Nach der Verlängerung nach Rosenheim und der Modernisierung der bisherigen Trasse bis Traunstein durch Georg von Reichenbach wurden die bisherigen Pumpen durch die Reichenbachsche Wassersäulenmaschine ersetzt. Die Brunnhäuser Obernesselgraben und Lettenklause wurden stillgelegt, die bleiernen Steigrohre durch gusseiserne Rohre ersetzt und in Zwing bei Inzell eine zusätzliche Solereserve errichtet.
Brunnhäuser
Zwischen Bad Reichenhall und Traunstein lagen folgende Brunnhäuser:
Brunnhaus | Höhenunterschied |
---|---|
Fager | 54 Meter |
Seebichl | 60 Meter |
Unternesselgraben | 48 Meter |
Obernesselgaben | 49 Meter |
Grub | 31 Meter |
Nagling | 54 Meter |
Lettenklause | 50 Meter |
Brunnhaus | Höhenunterschied |
---|---|
Fager | 54 Meter |
Seebichl | 60 Meter |
Unternesselgraben | 97 Meter |
Grub | 31 Meter |
Nagling | 104 Meter |
Ausgehend von der Saline Bad Reichenhall auf einer Höhe von 482 m ü. NN wurde die Sole zum Hochbehälter der Lettenklause (ab 1810 Nagling) auf einer Höhe von 725 m ü. NN befördert und floss von dort zur Saline Traunstein, die auf einer Höhe von 580 m ü. NN liegt.

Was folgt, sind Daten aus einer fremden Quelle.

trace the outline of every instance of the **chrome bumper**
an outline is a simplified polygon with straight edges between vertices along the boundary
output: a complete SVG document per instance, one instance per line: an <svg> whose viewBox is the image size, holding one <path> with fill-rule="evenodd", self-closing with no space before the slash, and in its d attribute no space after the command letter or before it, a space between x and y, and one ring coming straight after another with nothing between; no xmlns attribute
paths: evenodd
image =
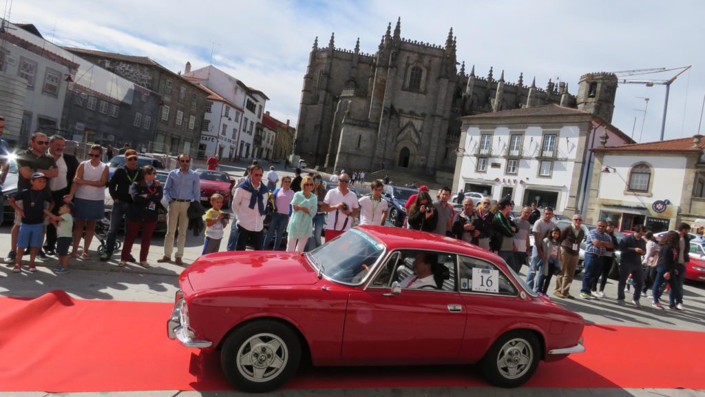
<svg viewBox="0 0 705 397"><path fill-rule="evenodd" d="M210 348L213 342L194 339L195 333L188 328L188 314L186 302L182 297L174 305L171 318L166 321L166 335L169 339L177 339L187 348Z"/></svg>
<svg viewBox="0 0 705 397"><path fill-rule="evenodd" d="M550 355L570 355L575 353L585 352L585 346L582 345L582 338L578 340L577 345L572 348L563 348L562 349L553 349L548 350Z"/></svg>

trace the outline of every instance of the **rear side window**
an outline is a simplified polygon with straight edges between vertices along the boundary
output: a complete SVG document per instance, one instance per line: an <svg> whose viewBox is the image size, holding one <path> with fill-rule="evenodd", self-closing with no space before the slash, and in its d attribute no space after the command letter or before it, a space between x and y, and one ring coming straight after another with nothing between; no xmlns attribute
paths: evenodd
<svg viewBox="0 0 705 397"><path fill-rule="evenodd" d="M517 289L499 268L486 261L470 256L460 257L461 292L514 296Z"/></svg>

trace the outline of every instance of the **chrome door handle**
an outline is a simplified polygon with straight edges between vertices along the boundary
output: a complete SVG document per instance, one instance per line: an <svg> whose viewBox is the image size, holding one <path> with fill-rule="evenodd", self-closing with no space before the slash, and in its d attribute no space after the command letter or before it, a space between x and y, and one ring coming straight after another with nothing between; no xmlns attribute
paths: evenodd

- Brunnhaus Fager an der Thumseestraße in Bad Reichenhall
- Brunnhaus Seebichl an der Staatsstraße 2101 in Bad Reichenhall
- früheres Brunnhaus Obernesselgraben, darüber die Hochreserve (Foto um 1870)

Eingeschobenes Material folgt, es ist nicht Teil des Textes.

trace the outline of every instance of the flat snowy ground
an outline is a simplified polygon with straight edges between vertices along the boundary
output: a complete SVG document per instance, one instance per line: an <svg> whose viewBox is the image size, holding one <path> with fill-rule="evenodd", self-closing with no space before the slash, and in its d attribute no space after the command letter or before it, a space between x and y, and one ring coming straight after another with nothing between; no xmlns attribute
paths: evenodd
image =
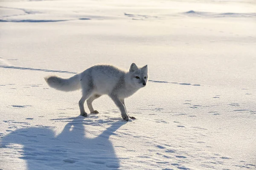
<svg viewBox="0 0 256 170"><path fill-rule="evenodd" d="M221 1L2 1L0 169L256 169L256 4ZM128 122L44 79L133 62Z"/></svg>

- Karte der Soleleitung von Adrian von Riedl (1796)
Heutige Nutzung
Zwischen Bad Reichenhall und Traunstein bestehen mehrere Themenwanderwege auf der Trasse dieser Soleleitung. Zwischen Kirchberg und Weißbach ist die alte Trassenführung ein unterbrechungsfreier Wanderweg. An mehreren Schautafeln, die über den ganzen Weg verteilt sind, kann man sich über die alte Soleleitung informieren. Reste der Soleleitung sind auch noch sichtbar, die hölzernen Deicheln sind jedoch inzwischen größtenteils verrottet oder so von Vegetation überwachsen, dass man sie kaum noch erkennen kann. Von den Brunnhäusern sind nur noch Fager und Seebichl in Bad Reichenhall sowie Grub und Nagling in Weißbach erhalten. In Hammer befindet sich noch ein Betriebsgebäude der Soleleitung, das um 1800 errichtet wurde. Alle Gebäude befinden sich heute in Privatbesitz oder sind nicht öffentlich zugänglich.

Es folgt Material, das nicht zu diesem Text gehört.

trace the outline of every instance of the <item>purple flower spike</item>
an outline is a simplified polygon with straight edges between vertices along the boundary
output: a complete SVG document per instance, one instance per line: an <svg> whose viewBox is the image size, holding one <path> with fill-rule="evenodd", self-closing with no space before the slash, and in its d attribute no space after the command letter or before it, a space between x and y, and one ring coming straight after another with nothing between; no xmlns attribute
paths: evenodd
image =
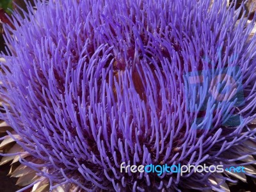
<svg viewBox="0 0 256 192"><path fill-rule="evenodd" d="M16 142L1 164L19 161L21 191L225 191L255 177L255 17L211 1L38 1L15 13L0 72L13 131L0 149ZM244 172L132 168L150 164Z"/></svg>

Der 2015 eröffnete Fernwanderweg Salzalpensteig folgt teilweise dem Soleleitungsweg.
Reichenhall – Traunstein – Rosenheim
1808 bis 1810 wurde von Georg von Reichenbach die Soleleitung von Bad Reichenhall nach Traunstein bis nach Rosenheim verlängert. Sie zweigte bei Siegsdorf von der Traunsteiner Leitung ab, war 79 km lang und wurde aus Eisenrohren gebaut. Dabei setzte er eine von ihm entwickelte Wassersäulenmaschine als Solehebemaschine ein, um das Wasser für die Soleleitungen zu heben. Bis 1958 wurde in diesen Leitungen Sole von den Salinen in Reichenhall und Berchtesgaden zur Salzherstellung nach Rosenheim befördert. In der Gemeinde Grassau wurde eine der letzten vollständig erhaltenen Pumpstationen zum Museum Klaushäusl umgebaut. Nach 148 Jahren Betrieb wurde sie am 1. Juli 1958 stillgelegt.
Trivia
Adrian von Riedl schrieb in seinem 1796 erschienenen Reise Atlas von Baiern: „Jeder baierische Patriot ist schuldig, ein so großes Werk der Nachwelt anzupreisen“.[1]
Literatur
- Heinrich Kurtz: Die Soleleitung von Reichenhall nach Traunstein 1617 - 1619. Ein Beitrag zur Technikgeschichte Bayerns. Oldenbourg Verlag, München, 1978. ISBN 3-48-621801-8
- Fritsch Landkartenverlag: Historische Salinenwege zwischen Watzmann und Chiemsee. Hof/Saale, ohne Jahr
- Fritz Hofmann: Reichenhaller Salzbibliothek. Herausgegeben durch die Stadt Bad Reichenhall, 1995
- Hubert Vogel: Geschichte von Bad Reichenhall. Herausgegeben von der Stadt Bad Reichenhall 1995; Druck Anton Plenk KG, Berchtesgaden; S. 75f
- Andreas Hirsch: Pionierleitung überwindet Höhen (pdf); Heimatblätter Nr. 2/2019 als Beilage des Reichenhaller Tagblatts auf heimatkundeverein-reichenhall.de
- Mathias Döring: 400 Jahre oberbayerische Soleleitungen. Wasserwirtschaft 4/2020, 12–18.
Einzelnachweise
- Andreas Hirsch: Pionierleistung überwindet Höhen in den Heimatblättern 2/2019 vom 25. Februar 2019 als Beilage des Reichenhaller Tagblatts
- Heinrich Kurtz: Die Soleleitung von Reichenhall nach Traunstein 1617-1619. Deutsches Museum, 1978, ISBN 3-486-21801-8.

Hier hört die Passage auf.